La période de l’immédiat avant-guerre peut apparaître comme un angle mort du cinéma face au phare aveuglant de la guerre et son cortège de films. De la même façon La liste de Schindler a pu sembler occulter certaines autres œuvres sur la Shoah, à l’image des Rescapés de Sobibor, tombé dans une forme d’oublivoir le dossier, ancien mais toujours intéressant, de Lionel Lacourt sur Cliociné, en 2011 : Le Génocide juif : un thème de cinéma comme un autre ? .

 

 

Une vie est l’occasion de découvrir le destin extraordinaire de Nicholas Winton qui, par certains côtés, rappelle celui d’Oscar Schindler mis en lumière par Steven Spielberg. 1938 ; la guerre menace clairement et tandis que les puissances occidentales par aveuglement, naïveté, lâcheté (sans doute les trois à divers degrés), laissent Hitler faire main basse sur la Tchécoslovaquie, un homme, aidé de quelques âmes courageuses, va tenter de sauver des enfants, pour l’essentiel juifs, du chaos et de la misère.

 

Une vie : 1987, Angleterre, construire une mémoire

 

James Hawes a fait le choix d’alterner la vie d’un homme qui entame son crépuscule, campé par un admirable Anthony Hopkins, avec ses souvenirs de 1938, lorsqu’il découvrit les malheurs de ces enfants fauchés par la violence nazie. Dans cette fin de guerre froide le vieil homme, qui attend d’être grand-père, se penche, à l’occasion du rangement de son bureau, sur un passé qui ne l’a jamais quitté. Au détour d‘une photographie, d’une sacoche, ressurgissent les souvenirs douloureux d’une période occultée par l’ivresse de la victoire finale. Cette Angleterre se passionne pour les émissions télévisées divertissantes et lorsqu’il s’agit de mettre en avant la guerre, ce sont les exploits des pilotes de la RFA ou des marins de la Royal Navy qui ont l’oreille des journalistes.
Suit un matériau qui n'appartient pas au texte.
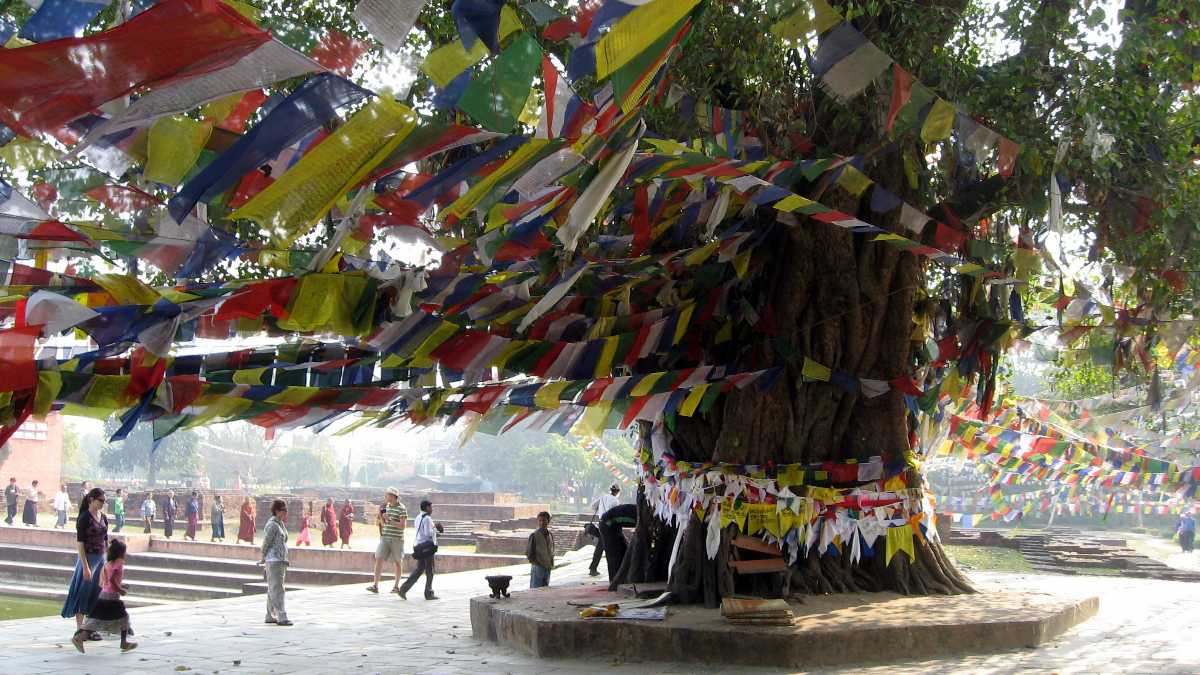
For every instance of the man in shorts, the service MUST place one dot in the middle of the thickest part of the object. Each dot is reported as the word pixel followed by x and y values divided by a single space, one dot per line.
pixel 393 518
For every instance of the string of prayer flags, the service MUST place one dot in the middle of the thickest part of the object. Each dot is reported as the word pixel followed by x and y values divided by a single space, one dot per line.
pixel 268 64
pixel 389 21
pixel 173 147
pixel 60 18
pixel 40 84
pixel 291 205
pixel 496 96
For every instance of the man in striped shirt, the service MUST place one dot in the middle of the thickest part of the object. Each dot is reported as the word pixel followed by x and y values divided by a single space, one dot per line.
pixel 393 518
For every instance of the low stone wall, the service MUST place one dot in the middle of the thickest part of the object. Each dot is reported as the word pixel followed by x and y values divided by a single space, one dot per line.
pixel 330 559
pixel 135 542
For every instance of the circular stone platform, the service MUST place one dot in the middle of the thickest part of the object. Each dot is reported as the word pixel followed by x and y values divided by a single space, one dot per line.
pixel 829 631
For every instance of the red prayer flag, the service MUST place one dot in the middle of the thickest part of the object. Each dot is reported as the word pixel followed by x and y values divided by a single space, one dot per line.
pixel 17 358
pixel 43 87
pixel 339 52
pixel 901 90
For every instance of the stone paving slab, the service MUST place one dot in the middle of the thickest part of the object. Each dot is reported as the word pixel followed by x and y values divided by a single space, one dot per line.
pixel 827 631
pixel 1143 626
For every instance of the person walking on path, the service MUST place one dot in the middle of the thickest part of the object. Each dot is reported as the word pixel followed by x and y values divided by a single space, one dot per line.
pixel 599 507
pixel 540 553
pixel 119 509
pixel 1187 530
pixel 246 524
pixel 108 615
pixel 217 517
pixel 192 511
pixel 346 524
pixel 91 543
pixel 425 548
pixel 61 503
pixel 329 519
pixel 11 494
pixel 168 514
pixel 148 512
pixel 305 537
pixel 29 513
pixel 391 538
pixel 275 562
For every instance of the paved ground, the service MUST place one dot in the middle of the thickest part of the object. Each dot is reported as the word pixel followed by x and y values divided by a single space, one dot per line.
pixel 1143 626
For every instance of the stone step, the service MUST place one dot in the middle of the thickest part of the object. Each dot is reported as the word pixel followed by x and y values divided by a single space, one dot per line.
pixel 189 569
pixel 48 574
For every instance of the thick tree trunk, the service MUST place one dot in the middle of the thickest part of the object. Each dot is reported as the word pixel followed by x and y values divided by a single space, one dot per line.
pixel 846 303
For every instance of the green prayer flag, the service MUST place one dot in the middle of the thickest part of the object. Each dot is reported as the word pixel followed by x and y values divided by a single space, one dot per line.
pixel 497 95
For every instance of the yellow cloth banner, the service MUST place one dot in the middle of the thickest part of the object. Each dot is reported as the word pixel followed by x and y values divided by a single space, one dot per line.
pixel 126 290
pixel 547 396
pixel 49 383
pixel 291 205
pixel 899 539
pixel 107 392
pixel 636 31
pixel 939 123
pixel 813 370
pixel 689 405
pixel 447 61
pixel 173 147
pixel 328 303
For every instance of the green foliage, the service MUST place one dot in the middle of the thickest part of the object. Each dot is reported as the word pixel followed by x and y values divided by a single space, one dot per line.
pixel 177 455
pixel 304 466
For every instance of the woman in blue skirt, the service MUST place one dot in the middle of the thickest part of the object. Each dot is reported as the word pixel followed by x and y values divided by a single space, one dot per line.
pixel 91 542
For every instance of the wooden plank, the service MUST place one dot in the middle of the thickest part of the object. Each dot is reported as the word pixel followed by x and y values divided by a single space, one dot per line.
pixel 756 545
pixel 759 566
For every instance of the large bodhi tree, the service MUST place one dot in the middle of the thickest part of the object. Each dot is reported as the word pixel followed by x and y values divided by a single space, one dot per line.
pixel 1113 85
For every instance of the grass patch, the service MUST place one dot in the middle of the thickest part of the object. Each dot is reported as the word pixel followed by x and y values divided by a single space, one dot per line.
pixel 17 607
pixel 993 559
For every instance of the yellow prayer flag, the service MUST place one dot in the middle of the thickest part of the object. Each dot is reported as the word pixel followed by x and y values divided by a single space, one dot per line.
pixel 792 202
pixel 647 383
pixel 291 205
pixel 939 123
pixel 853 180
pixel 689 405
pixel 547 396
pixel 294 395
pixel 682 324
pixel 107 392
pixel 593 420
pixel 249 376
pixel 813 370
pixel 636 31
pixel 604 365
pixel 173 147
pixel 447 61
pixel 330 303
pixel 49 383
pixel 126 290
pixel 899 539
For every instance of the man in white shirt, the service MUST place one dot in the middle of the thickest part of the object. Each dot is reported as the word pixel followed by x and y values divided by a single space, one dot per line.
pixel 61 503
pixel 424 549
pixel 599 507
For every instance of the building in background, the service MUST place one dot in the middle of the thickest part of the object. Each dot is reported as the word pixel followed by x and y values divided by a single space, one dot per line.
pixel 35 453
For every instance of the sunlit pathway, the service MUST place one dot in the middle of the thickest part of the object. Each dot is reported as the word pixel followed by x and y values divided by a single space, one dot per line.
pixel 1143 626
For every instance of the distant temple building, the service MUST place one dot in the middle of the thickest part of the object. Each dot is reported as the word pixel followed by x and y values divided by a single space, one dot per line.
pixel 35 453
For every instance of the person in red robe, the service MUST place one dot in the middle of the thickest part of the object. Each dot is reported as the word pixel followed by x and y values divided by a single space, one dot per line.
pixel 346 524
pixel 304 537
pixel 246 529
pixel 329 535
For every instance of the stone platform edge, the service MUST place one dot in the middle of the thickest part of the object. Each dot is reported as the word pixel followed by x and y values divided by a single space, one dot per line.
pixel 537 634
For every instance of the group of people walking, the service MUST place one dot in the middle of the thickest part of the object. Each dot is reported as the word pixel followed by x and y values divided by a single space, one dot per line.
pixel 97 585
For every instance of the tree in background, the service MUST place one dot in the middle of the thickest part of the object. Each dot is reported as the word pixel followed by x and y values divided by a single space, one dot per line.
pixel 177 455
pixel 304 466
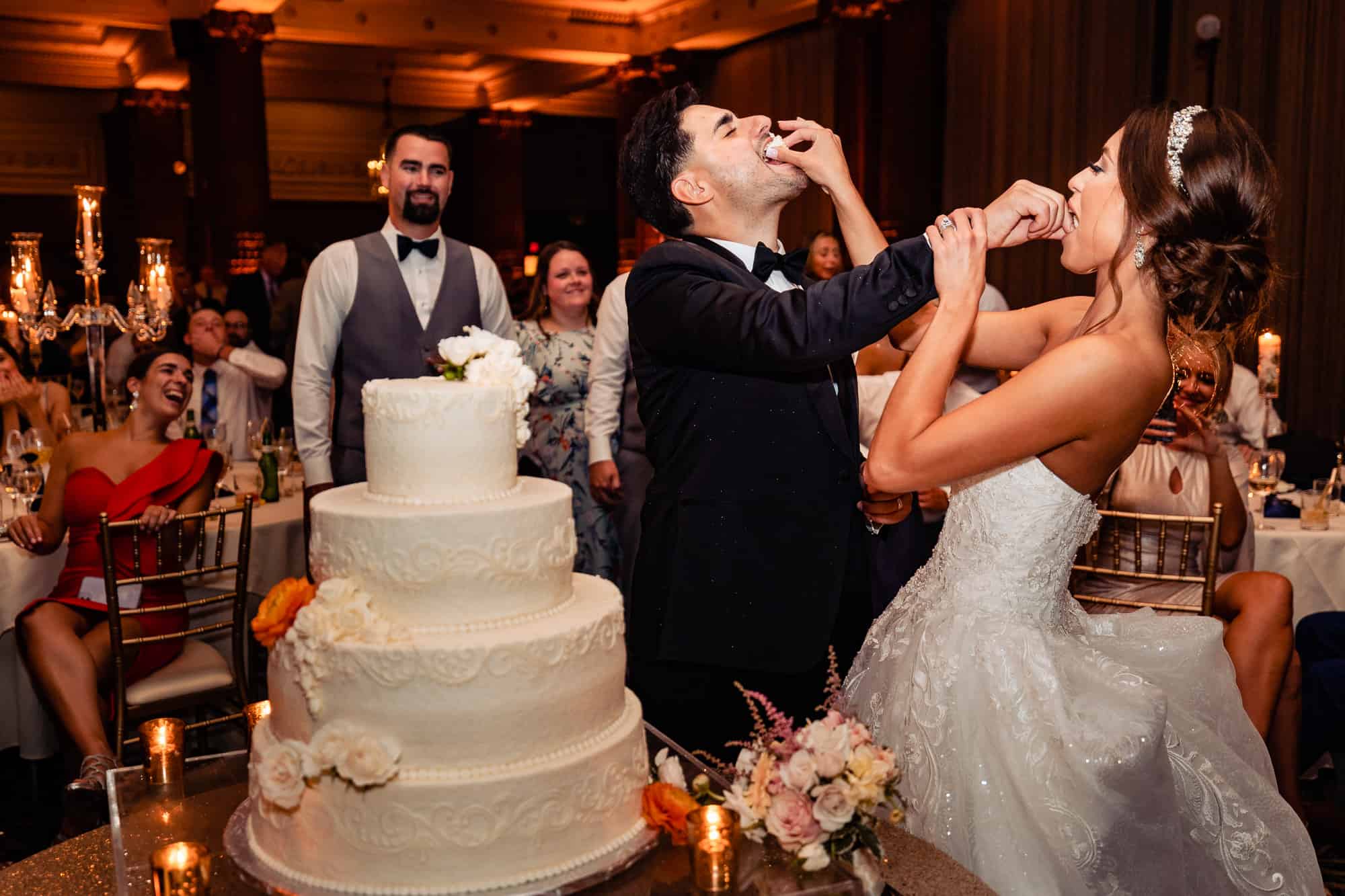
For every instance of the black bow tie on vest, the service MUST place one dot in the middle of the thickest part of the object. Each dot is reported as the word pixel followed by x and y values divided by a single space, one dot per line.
pixel 406 245
pixel 790 264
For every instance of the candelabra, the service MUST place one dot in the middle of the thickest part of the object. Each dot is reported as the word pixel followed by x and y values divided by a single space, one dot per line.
pixel 149 300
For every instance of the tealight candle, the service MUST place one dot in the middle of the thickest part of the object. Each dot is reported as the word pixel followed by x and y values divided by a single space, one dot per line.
pixel 256 712
pixel 163 743
pixel 181 869
pixel 1268 364
pixel 712 836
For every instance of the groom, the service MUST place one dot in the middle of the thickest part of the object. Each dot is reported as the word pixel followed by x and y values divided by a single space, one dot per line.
pixel 757 529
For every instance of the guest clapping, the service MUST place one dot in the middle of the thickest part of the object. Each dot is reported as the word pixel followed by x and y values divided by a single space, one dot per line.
pixel 29 404
pixel 1187 477
pixel 558 339
pixel 128 473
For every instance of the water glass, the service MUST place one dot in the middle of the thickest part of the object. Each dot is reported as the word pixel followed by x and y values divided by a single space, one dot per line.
pixel 1313 514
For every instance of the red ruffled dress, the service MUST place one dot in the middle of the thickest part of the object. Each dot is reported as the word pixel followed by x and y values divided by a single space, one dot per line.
pixel 89 493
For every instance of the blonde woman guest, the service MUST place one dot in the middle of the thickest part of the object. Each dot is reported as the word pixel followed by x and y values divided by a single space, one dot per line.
pixel 558 341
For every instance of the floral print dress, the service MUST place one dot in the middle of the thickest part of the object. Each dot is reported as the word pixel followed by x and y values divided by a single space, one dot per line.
pixel 559 444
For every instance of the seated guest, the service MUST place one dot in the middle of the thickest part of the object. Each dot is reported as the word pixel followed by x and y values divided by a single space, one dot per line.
pixel 1321 643
pixel 127 473
pixel 209 286
pixel 1186 478
pixel 233 384
pixel 255 294
pixel 824 256
pixel 558 339
pixel 29 404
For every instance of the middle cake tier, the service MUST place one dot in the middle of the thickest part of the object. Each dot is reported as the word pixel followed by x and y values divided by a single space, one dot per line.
pixel 501 561
pixel 462 700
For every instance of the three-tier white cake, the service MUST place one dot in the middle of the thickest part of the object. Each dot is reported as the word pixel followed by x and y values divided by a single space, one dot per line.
pixel 450 712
Une rencontre avec une historienne française installée au Royaume-Uni et une émission populaire vont totalement bouleverser la fin de vie de Nicholas Winton. L’inconnu découvre la lumière et son cadeau offert à l’humanité peut enfin participer à la construction des mémoires de la Shoah et de l’immédiat avant-guerre.

 

Les mécanismes de la destruction d’un peuple, d’une nation

 

Avec brio les séquences traitant de l’année 1938, jusqu’à l’entre en guerre de septembre 1939, permettent de comprendre comment Hitler parvient petit à petit à étendre son ombre, digérant les Sudètes, imposant ses velléités meurtrières face à des Alliés apathiques. Les enfants qu’il s’agit de sauver d’une invasion de plus en plus imminente, sont des orphelins, ou simplement des êtres fragiles que leurs parents désirent mettre à l’abri. Le drame ukrainien résonne nécessairement ici.

La récolte de fond, la recherche de famille d’accueil, l’organisation de voyages en train à travers l’Europe, sont justement reconstitués. Pourquoi sauver ces enfants ? Pourquoi ces Juifs ? Parce que Nicholas Winton a lui-même des origines juives serait-on tenté de dire. Certes. Mais le parti pris du réalisateur est aussi d’insister sur l’immense humanité de cet homme. Juif, allemand, mais aussi anglais, baptiste, il se défini avant tout comme un être humain, comme un européen. Face à la catastrophe à venir, il s’agit de ne pas baisser les bras et de sauver ceux qui peuvent l’être.

 

669 vies, l’engagement dans une époque troublée

 

La tristesse infinie de l’homme qui comprend, au début du mois de septembre 1939, qu’il ne pourra plus sauver de vie car la guerre vient d’éclater, est bouleversante. Anthony Hopkins, par un regard vide, une respiration usée, prend le relais de Johny Flynn, Nicholas Winton jeune et le jeu des acteurs porte l’émotion sans pathos inutile, avec une justesse qui force le respect.

Nos partenaires de Zéro de Conduite proposent un très bon dossier pédagogique à destination des collégiens et lycéens et je suis heureux de pouvoir relayer ici ce travail.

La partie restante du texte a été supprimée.